Substandard housing conditions and inequalities in housing can also contribute to poor health. What does this mean? If we don’t have access to safe, quality housing, this can have a huge impact on our physical and mental well-being, for example:

  • Inadequate and unsafe housing facilities can cause injuries such as falling, which can be fatal in older adults.
  • Moldy and unsanitary living conditions can expose inhabitants to a greater risk of developing chronic and infectious diseases such as tuberculosis and other respiratory conditions.
  • Inhabitating housing that does not make us feel safe, comfortable, or at ease, can increase our susceptibility to developing mental illnesses such as anxiety and depression.

Food Security

When we can’t afford to feed ourselves with nutritious, nourishment-rich dietary sources, our health is, naturally, affected. With cost of living increases and soaring supermarket prices being experienced worldwide, lower-income earners are often forced to cut out nutrient-supplying food sources and opt for cheaper eats – like instant noodles, canned beans, and high-carb fillers – instead.

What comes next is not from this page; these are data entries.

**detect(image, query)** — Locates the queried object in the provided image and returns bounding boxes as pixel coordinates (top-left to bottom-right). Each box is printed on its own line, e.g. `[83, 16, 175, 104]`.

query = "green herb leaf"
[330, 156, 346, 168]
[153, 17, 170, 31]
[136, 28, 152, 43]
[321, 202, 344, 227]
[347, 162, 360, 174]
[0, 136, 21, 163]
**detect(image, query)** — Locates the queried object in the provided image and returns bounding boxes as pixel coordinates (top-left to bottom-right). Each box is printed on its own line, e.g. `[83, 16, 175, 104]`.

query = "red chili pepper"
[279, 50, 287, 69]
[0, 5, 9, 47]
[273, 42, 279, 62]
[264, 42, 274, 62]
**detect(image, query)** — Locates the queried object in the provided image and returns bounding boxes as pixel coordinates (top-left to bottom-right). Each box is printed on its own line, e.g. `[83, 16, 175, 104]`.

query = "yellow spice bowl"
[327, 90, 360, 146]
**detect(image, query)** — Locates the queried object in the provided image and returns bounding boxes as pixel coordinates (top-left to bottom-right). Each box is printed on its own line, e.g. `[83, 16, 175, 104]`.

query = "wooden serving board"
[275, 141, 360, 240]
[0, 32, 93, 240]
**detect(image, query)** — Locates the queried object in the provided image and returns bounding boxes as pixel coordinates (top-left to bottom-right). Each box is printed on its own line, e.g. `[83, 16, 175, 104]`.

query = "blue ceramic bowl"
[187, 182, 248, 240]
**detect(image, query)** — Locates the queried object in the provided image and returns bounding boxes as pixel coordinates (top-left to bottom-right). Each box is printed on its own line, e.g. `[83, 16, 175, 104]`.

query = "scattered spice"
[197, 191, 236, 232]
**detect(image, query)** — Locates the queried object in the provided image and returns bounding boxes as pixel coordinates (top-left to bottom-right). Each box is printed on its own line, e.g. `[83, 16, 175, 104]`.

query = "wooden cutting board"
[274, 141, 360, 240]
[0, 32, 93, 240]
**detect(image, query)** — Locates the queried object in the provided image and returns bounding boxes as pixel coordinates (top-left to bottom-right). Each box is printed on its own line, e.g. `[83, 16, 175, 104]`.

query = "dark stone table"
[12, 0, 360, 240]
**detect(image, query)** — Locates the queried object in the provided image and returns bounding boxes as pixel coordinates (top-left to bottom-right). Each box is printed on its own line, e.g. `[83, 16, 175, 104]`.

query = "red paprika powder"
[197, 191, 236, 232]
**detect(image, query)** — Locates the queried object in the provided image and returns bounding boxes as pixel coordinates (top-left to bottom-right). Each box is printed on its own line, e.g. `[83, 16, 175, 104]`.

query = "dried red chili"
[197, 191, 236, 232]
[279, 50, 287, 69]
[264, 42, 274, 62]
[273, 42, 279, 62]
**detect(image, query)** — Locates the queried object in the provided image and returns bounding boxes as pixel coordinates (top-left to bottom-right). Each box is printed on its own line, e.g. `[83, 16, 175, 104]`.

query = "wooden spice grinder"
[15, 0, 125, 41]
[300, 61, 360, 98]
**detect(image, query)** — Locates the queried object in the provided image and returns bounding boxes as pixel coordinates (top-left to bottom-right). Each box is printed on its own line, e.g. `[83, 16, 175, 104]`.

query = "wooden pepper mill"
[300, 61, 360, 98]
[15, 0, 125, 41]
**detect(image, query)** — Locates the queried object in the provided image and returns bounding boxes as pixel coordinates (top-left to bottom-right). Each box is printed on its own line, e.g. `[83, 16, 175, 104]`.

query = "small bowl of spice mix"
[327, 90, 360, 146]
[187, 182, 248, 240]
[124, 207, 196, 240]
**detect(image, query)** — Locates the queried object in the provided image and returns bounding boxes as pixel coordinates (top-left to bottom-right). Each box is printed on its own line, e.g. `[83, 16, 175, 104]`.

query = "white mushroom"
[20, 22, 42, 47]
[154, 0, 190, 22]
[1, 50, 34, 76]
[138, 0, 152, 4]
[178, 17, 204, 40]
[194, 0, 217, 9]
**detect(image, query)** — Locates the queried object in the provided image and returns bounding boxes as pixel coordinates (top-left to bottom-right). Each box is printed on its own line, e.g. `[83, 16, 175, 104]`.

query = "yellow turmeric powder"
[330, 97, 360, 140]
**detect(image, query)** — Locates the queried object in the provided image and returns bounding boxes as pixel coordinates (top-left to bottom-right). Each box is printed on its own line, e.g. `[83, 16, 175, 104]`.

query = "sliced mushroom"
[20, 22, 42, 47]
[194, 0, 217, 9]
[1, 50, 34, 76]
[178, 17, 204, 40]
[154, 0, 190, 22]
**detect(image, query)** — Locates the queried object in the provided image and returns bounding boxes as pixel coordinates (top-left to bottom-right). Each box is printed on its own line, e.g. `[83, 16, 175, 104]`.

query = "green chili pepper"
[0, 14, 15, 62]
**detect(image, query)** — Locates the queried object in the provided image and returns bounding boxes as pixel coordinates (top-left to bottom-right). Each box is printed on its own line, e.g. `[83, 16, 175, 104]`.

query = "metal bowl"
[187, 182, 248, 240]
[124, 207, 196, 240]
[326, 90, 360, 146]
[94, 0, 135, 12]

The payoff? Our nourishment, physical health, and energy levels suffer.

Access to Quality Healthcare

Having access to quality medical treatment and care shouldn’t be a luxury, it should be a right. But sadly, more and more of us are finding healthcare costs out of reach, and avoiding much-needed medical checkups as a result. When choosing between paying for a doctor’s appointment or feeding the family, often, the latter must take priority.

A possible solution? Training up more medical staff like doctors and nurses through industry accreditations like online nurse practitioner programs so that healthcare resources can be less stretched, more available, and more accessible to low-income earners.

Social Network and Support

Finally, social connectedness. Being socially connected can do much to support our physical and mental health; conversely, social isolation can have detrimental effects on our health.

Why? Social isolation can cause feelings of intense loneliness, which can lead people to develop mental illnesses such as depression and anxiety. Unsupported and disconnected, when we are intensely lonely and isolated, we cannot function optimally.

Considering the impacts of social factors on our well-being is important. Why? Being aware of these issues can help counteract the problem, and support individuals in reaching optimal health.

To recap the common social determinants of health:

Lower incomes can affect both our mental and physical health and our quality of life. Limited access to safe, sanitary housing and nutritious food sources can result in illness and disease. Just as important is receiving emotional support from our social networks. Without it, we are at risk of developing mental conditions such as loneliness, anxiety, and depression.